Testing the ability of the SLX4 UBZ domains to bind to ubiquitin. (A) Diagram of the MBP-tagged SLX4 fragments used in ubiquitin-binding assays. Asterisks denote cysteine to alanine mutations at Cys 296 and Cys 299 in UBZ-1 (fragment 2) or Cys 336 and Cys 339 in UBZ-2 (fragment 3). (B) The fragments shown in A or MBP alone were immobilized on amylose–agarose and incubated with K48-linked or K63-linked poly-ubiquitin (pUb, 2–7) chains.
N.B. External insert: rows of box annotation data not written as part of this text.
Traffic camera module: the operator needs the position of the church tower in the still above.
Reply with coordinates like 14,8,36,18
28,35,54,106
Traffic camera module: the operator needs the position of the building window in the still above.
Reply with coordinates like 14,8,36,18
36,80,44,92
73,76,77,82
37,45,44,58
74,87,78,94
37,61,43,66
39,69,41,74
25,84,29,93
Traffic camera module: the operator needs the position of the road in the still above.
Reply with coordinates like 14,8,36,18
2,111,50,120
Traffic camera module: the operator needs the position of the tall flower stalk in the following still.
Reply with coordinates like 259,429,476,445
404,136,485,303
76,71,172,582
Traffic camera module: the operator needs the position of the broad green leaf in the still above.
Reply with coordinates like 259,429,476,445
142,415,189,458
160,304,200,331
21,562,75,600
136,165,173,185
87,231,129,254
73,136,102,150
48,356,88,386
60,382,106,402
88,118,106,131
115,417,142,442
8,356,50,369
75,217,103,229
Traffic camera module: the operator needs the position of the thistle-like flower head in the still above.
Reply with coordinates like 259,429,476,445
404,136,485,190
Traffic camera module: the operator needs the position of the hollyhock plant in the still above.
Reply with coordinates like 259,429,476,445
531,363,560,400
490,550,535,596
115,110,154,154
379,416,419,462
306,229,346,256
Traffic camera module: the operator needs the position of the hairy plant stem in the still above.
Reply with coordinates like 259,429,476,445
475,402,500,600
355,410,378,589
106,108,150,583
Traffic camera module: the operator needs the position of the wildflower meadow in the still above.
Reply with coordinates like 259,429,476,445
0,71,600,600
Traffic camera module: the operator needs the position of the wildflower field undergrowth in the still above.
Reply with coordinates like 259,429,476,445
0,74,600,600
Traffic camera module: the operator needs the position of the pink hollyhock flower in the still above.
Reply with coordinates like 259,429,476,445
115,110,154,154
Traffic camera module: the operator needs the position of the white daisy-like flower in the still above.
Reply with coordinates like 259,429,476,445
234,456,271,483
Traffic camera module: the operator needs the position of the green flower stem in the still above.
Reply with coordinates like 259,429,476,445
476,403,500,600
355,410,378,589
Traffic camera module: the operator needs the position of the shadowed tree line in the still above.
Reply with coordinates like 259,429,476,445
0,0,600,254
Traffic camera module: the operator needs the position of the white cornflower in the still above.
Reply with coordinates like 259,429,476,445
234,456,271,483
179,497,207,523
Pulldowns were subjected to SDS-PAGE and immunoblotted (WB) with anti-ubiquitin antibodies. The bottom panel shows a Ponceau staining of the membrane performed prior to blotting. (C) Same as for B, except that mono-ubiquitin or K63-linked poly-ubiquitin chains of the indicated length were used with fragments 1–3.

Fig. 3.

Relative contributions of the SLX4 UBZ domains to DNA repair and recruitment to DNA damage sites. (A) Slx4^−/− MEFs were infected with retroviruses expressing GFP-tagged mouse (m)SLX4 wild-type (WT), SLX4 UBZ-1* or SLX4 UBZ-2*. Cells were incubated with trimethyl-psoralen (TMP) and subjected to subnuclear micro-irradiation using a 355-nm UV-A laser. Cells were fixed and subjected to indirect immunofluorescence analysis with antibodies against GFP or γ-H2AX. (B) PD20 cells lacking FANCD2 (upper panels), or PD20 cells stably expressing FANCD2 (middle panels) or FANCD2 K561R (lower panels), were subjected to laser micro-irradiation as in A. Endogenous SLX4 and γ-H2AX were analyzed. (C) Same as for B, except that U2OS cells stably expressing RNF8 shRNA plus parental cells, HCT-116 cells lacking RAD18 plus parental cells or UWB1.289 cells lacking BRCA1 were used. UWB1.289 cells expressing BRCA1 were used as a control. For each population, ∼300 cells were counted, and representative images are shown. Scale bars: 10 µm.

Fig. 4.

Relative contributions of the SLX4 UBZ domains to the resolution of Holliday junctions. (A) Clonogenic survival analysis of Slx4^−/− MEFs stably expressing untagged mouse (m)SLX4, SLX4 UBZ-1* or SLX4 UBZ-2*, exposed to the indicated doses of MMC. For each genotype, the viability of untreated cells was defined as 100%. Wild-type MEFs and Slx4^−/− MEFs infected with empty virus (+vector) were used as controls. Data represent the mean±s.e.m., n = 3. (B) Metaphase spreads of MEFs treated with MMC (20 ng/ml) were stained with DAPI and analyzed for the presence of radial and broken chromosomes. Each cell line was either treated with MMC or left untreated, and 50 metaphase spreads were analyzed for each condition to determine the number of abnormalities per metaphase. WT, wild-type. Data show the mean±s.d. (C) Wild-type (Slx4^+/+) MEFs, Slx4^−/− MEFs and Slx4^−/− MEFs infected with retroviruses expressing wild-type SLX4 (WT) or SLX4 bearing mutations in domains UBZ-1 (UBZ-1*) or UBZ-2 (UBZ-2*) were exposed to MMC (10 ng/ml) and the frequency of SCEs was measured. (D) Same as for C, expect that SCE frequencies in MEFs were measured after the depletion of BLM. In C and D, 400 chromosomes in three metaphase spreads (1200 in total) were analyzed. Data represent the mean±s.e.m.